Disques/Rio

Abayomy Afrobeat Orquestra : Abra Sua Cabeça (And Your Ass Will Follow)

Avec son deuxième album, Abayomy Afrobeat Orquestra se positionne au sommet de l’afrobeat mondial. Enregistré en 2014 et lancé seulement cette année, Abra Sua Cabeça est un disque qui a la densité des meilleures réussites de ce revival mais, surtout, se distingue de la concurrence en ayant trouvé le chaînon entre le Nigéria et le Brésil qui donne toute sa cohérence au projet.

Abayomy Afrobeat Orquestra - Abra Sua Cabeca

Près de vingt ans après la mort de Fela Kuti, la fièvre afrobeat a contaminé le monde, des formations se sont créées aux quatre coins du globe et le Brésil n’a pas échappé à cette vague. Si on voulait faire la fine bouche, on dirait que pour la plupart de ces groupes, l’afrobeat n’est guère qu’une tournerie, un langage accueillant qui permet de se retrouver en bonne et nombreuse compagnie pour faire de la musique ensemble. Et quand, même s’il s’agit de musique instrumentale, on demanderait : qu’est-ce que ça raconte ? Force serait de reconnaître : pas grand-chose !

Abayomy Afrobeat Orquestra a débuté en 2009, à Rio, à l’occasion d’un Fela Day. Riche d’une douzaine de membres dont Alexandre Garnizé et Gustavo Benjão, le groupe s’est vite imposé comme une référence brésilienne en matière d’afrobeat, seul Bixiga 70 jouant dans la même catégorie. Comme Bixiga 70, comme tant d’autres également, Abayomy ne s’est pas enfermé dans une relecture orthodoxe de l’afrobeat tel qu’inventé par Fela et son batteur Tony Allen. Les influences brassent forcément plus large, hic et nunc oblige : ici et maintenant n’est pas le Lagos des années soixante-dix.
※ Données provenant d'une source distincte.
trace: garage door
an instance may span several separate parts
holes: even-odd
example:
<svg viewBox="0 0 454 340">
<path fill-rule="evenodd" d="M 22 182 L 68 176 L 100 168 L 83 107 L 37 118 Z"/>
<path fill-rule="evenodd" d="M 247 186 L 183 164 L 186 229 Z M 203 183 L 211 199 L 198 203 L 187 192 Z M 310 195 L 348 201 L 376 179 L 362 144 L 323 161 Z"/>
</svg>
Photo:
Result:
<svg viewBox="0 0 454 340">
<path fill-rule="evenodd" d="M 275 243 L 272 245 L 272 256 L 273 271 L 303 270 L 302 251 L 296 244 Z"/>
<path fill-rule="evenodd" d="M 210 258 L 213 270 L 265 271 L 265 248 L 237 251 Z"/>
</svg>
Où Abayomy Afrobeat Orquestra se distingue c’est en démontrant que, pour lui, l’afrobeat n’est pas une pièce rapportée. La connection entre le Nigéria et le Brésil est ancestrale et passe par la langue. Celle-ci est le révélateur d’une culture yoruba commune. Au Brésil, ce qui reste du yoruba est associé aux religions de matrice africaine, une trace des ancêtres et la marques des initiés. Certes, Fela Kuti n’a pas évoqué les orixás dans ses morceaux, ses paroles étaient avant tout politiques et leur pertinence n’a rien perdu avec le temps. Mais pour un groupe brésilien, peut-être la pertinence à jouer de l’afrobeat aujourd’hui se trouve-t-elle dans l’affirmation de cette spiritualité commune. C’est bien ce qui donne cette force unique et encore inégalée à Metá Metá, ou dans une moindre mesure à Aláfia.

Abayomy ne dédie qu’un seul titre à un orixá, « Omolu » mais c’est suffisant pour enraciner le propos général. Et si le groupe a des choses à dire, c’est à travers une influence marquante de l’album, essentiellement brésilienne celle-ci, celle du manguebit de la Nação Zumbi, plus rock. Pour le produire, le groupe de Rio s’est offert les services de Pupilo. Le batteur de Nação Zumbi est un producteur recherché et il capte ici la ferveur collective des musiciens. On retrouve également Jorge Du Peixe, le chanteur qui a succédé à Chico Science sur « Vou Par Onde Vou », ainsi qu’une autre figure du mouvement, le toujours bien fêlé et braillard Otto sur « Mundo sem Memória ».

Alors que Thomas Harres (batterie) et Vitor Gottardi (guitare) accompagnaient Céu sur scène lors de sa tournée européenne de 2015, c’est elle que l’on retrouve ici interprétant « Sensitiva », un titre qui semble taillé pour sa voix.

Enfin, rien de tel pour affirmer son credo que d’avoir la bénédiction du maître, Tony Allen. On le retrouve sur deux titres. C’est sa voix que l’on entend sur le morceau d’introduction, « Abra sua Cabeça » où il évoque Fela et sur « Tony Relax », chanté en français par Thiago Queiroz, son jeu de batterie demeure inégalable.

Si le titre de l’album nous évoque, probablement en raison d’une vieille addiction personnelle, le slogan de Funkadelic, légèrement paraphrasé, la pochette et son dessin d’écorché nous fait plutôt penser aux photographies de natures (bien) mortes de Joel-Peter Witkin (« Abra sua Cabeça » pris au pied de la lettre !), il va sans dire que l’on préfère la première option, plus fidèle à l’ambition d’Abayomy : nous ouvrir l’esprit par les vertus de la danse collective ! Vivement une tournée européenne pour fêter ce bel album.